Chi gestisce le richieste?

"Il servizio attivato e dedicato alle vittime di violenza può contare su personale formato. A Pistoia, abbiamo due ispettrici, una delle quali, l’ispettrice Elisabetta Gasparrini, è anche psicologa e da dieci anni si occupa della problematica, avendo fatto parte per anni del percorso del ‘Codice rosa’. L’altra collega ha un’esperienza decennale nell’ambito della polizia giudiziaria. Insieme a loro c’è il nucleo di polizia giudiziaria".

La scelta di colleghe donne è voluta?

"Sì lo è. Le donne riescono meglio a calarsi nelle situazioni vissute da altre donne. Inoltre, le vittime di violenza di solito hanno difficoltà, specie nella fase iniziale della denuncia, ad aprirsi con figure maschili, come è comprensibile. Si tratta di un percorso non facile: dalla richiesta di aiuto alla denuncia, passa del tempo, e spesso chi chiama poi si scoraggia. Noi abbiamo il compito di accompagnare la vittima in tutte le fasi. Non c’è una volontà di convincere ma solo di supportare chi chiede aiuto, fornendo i mezzi per difendersi e per migliorare la propria condizione di vita".

Quali sono le denunce più ricorrenti?

"Sono quelle delle violenze domestiche. A denunciare sono in prevalenza donne straniere, appartenenti ad altre etnie, soprattutto pakistane ma anche cinesi, meno integrate, che subiscono maltrattamenti in casa e che non possono chiedere aiuto a quella stessa famiglia dalla quale sono sottomesse, per questioni anche culturali. Negli ultimi tempi, si incominciano a vedere spiragli: molte di queste donne iniziano a fidarsi delle forze dell’ordine e trovano il coraggio di denunciare".
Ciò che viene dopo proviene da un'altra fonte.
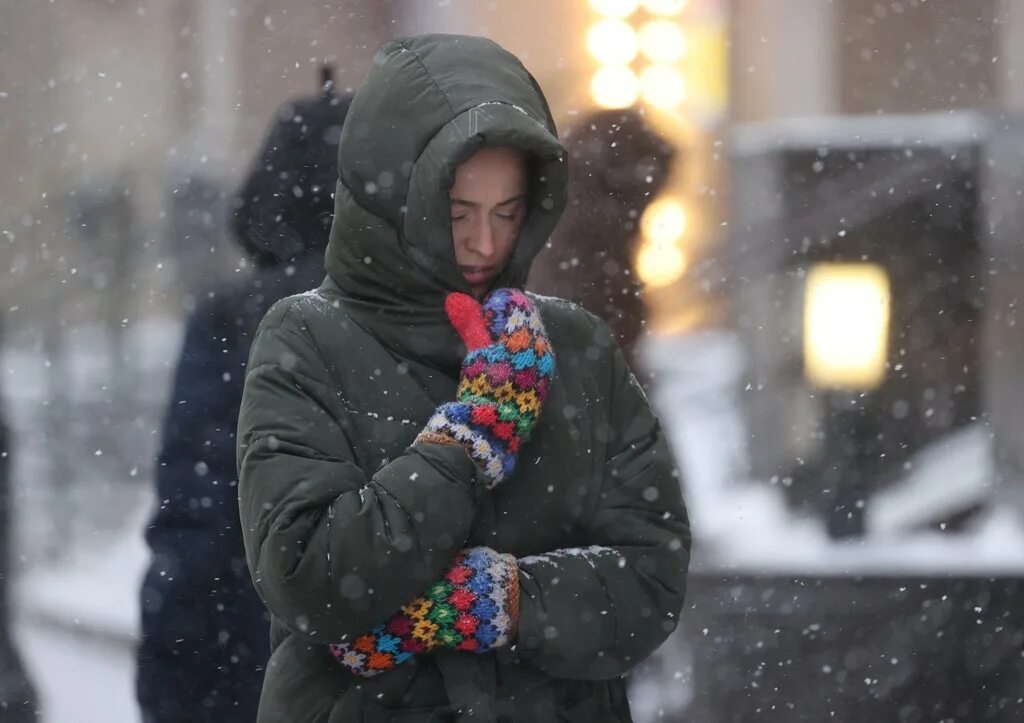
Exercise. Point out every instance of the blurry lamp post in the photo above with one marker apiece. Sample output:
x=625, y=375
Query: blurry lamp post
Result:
x=670, y=56
x=846, y=333
x=659, y=260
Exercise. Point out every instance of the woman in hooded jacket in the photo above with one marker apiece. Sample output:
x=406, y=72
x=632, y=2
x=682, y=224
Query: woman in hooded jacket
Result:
x=456, y=501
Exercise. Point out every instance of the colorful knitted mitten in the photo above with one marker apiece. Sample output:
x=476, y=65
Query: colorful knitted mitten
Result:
x=503, y=383
x=475, y=606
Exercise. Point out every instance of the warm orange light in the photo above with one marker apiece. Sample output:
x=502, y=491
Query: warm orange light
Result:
x=846, y=325
x=663, y=41
x=664, y=7
x=614, y=86
x=614, y=8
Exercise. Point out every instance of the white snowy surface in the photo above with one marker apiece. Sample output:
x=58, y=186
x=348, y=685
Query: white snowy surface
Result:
x=949, y=475
x=890, y=130
x=78, y=679
x=96, y=589
x=743, y=525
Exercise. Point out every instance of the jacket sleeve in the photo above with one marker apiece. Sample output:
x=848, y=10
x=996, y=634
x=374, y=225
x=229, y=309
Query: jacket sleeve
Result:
x=197, y=581
x=594, y=612
x=331, y=545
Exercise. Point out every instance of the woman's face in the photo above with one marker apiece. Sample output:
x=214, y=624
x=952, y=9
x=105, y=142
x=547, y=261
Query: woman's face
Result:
x=488, y=205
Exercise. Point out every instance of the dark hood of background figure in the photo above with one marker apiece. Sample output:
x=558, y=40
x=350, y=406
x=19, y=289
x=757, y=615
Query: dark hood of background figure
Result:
x=284, y=209
x=617, y=165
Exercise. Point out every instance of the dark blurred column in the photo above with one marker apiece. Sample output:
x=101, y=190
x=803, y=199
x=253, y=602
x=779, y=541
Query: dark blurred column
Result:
x=17, y=698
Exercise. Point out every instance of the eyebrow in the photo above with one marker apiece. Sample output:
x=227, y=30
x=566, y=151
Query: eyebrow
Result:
x=473, y=204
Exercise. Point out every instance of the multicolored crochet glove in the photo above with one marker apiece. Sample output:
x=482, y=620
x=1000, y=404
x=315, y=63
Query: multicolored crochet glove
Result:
x=503, y=383
x=475, y=606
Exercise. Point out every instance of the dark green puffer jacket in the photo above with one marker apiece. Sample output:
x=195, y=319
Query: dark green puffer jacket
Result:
x=344, y=522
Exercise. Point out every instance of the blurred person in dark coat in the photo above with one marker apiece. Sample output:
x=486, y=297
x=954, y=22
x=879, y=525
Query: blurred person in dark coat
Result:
x=617, y=165
x=204, y=630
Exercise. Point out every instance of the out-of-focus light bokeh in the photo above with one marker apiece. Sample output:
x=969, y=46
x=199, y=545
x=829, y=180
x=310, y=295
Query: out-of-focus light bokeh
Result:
x=846, y=326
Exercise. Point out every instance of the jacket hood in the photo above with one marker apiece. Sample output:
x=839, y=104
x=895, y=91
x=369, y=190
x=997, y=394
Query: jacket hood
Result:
x=284, y=208
x=428, y=103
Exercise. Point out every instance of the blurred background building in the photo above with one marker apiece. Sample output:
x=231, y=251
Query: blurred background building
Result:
x=830, y=267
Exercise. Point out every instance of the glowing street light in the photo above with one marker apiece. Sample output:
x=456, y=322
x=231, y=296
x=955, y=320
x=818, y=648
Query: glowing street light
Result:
x=664, y=221
x=663, y=41
x=659, y=265
x=612, y=42
x=846, y=326
x=614, y=8
x=664, y=7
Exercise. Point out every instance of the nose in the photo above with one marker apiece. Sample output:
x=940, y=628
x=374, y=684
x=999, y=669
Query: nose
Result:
x=482, y=240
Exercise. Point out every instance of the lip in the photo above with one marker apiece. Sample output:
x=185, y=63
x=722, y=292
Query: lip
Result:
x=476, y=274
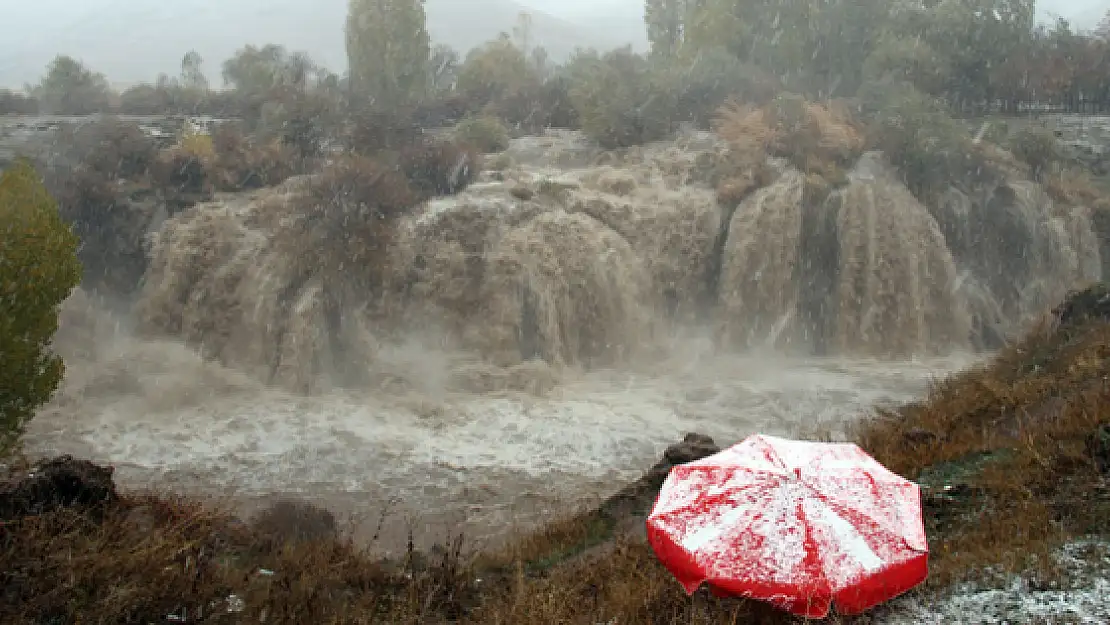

Quali le nuove forme di violenza?

"Sicuramente il ’cat calling’, la molestia in strada, commenti indesiderati, gesti, strombazzi, fischi, inseguimenti, avances sessuali. Si tratta di una condotta che nel nostro ordinamento viene inquadrata nel reato di molestie, e che trova origine nella cultura maschilista da cui proveniamo. L’effetto sulla vittima può andare dal fastidio, all’imbarazzo, fino a uno stato di ansia che la induce anche a cambiare abitudini di vita, come avviene nel caso dello stalking. Molto spesso gli uomini che si comportano in questo modo, non si rendono conto nemmeno che si tratta di una condotta tale da integrare un reato. E lo dimostra il fatto che nemmeno la divisa ferma questi atteggiamenti: la cronaca ci conferma che ci sono state colleghe apostrofate in strada, ma è recente il caso di una poliziotta che è stata palpeggiata mentre era in servizio".

Come ha inciso la pandemia sulla frequenza di questi reati?

"Come per altre situazioni, la pandemia e le restrizioni ad essa connesse, ha acuito problemi già esistenti o innescato conflitti nuovi. Molto spesso queste situazioni sono state legate anche all’abuso di alcol, che in questi due anni ha avuto una maggiore incidenza".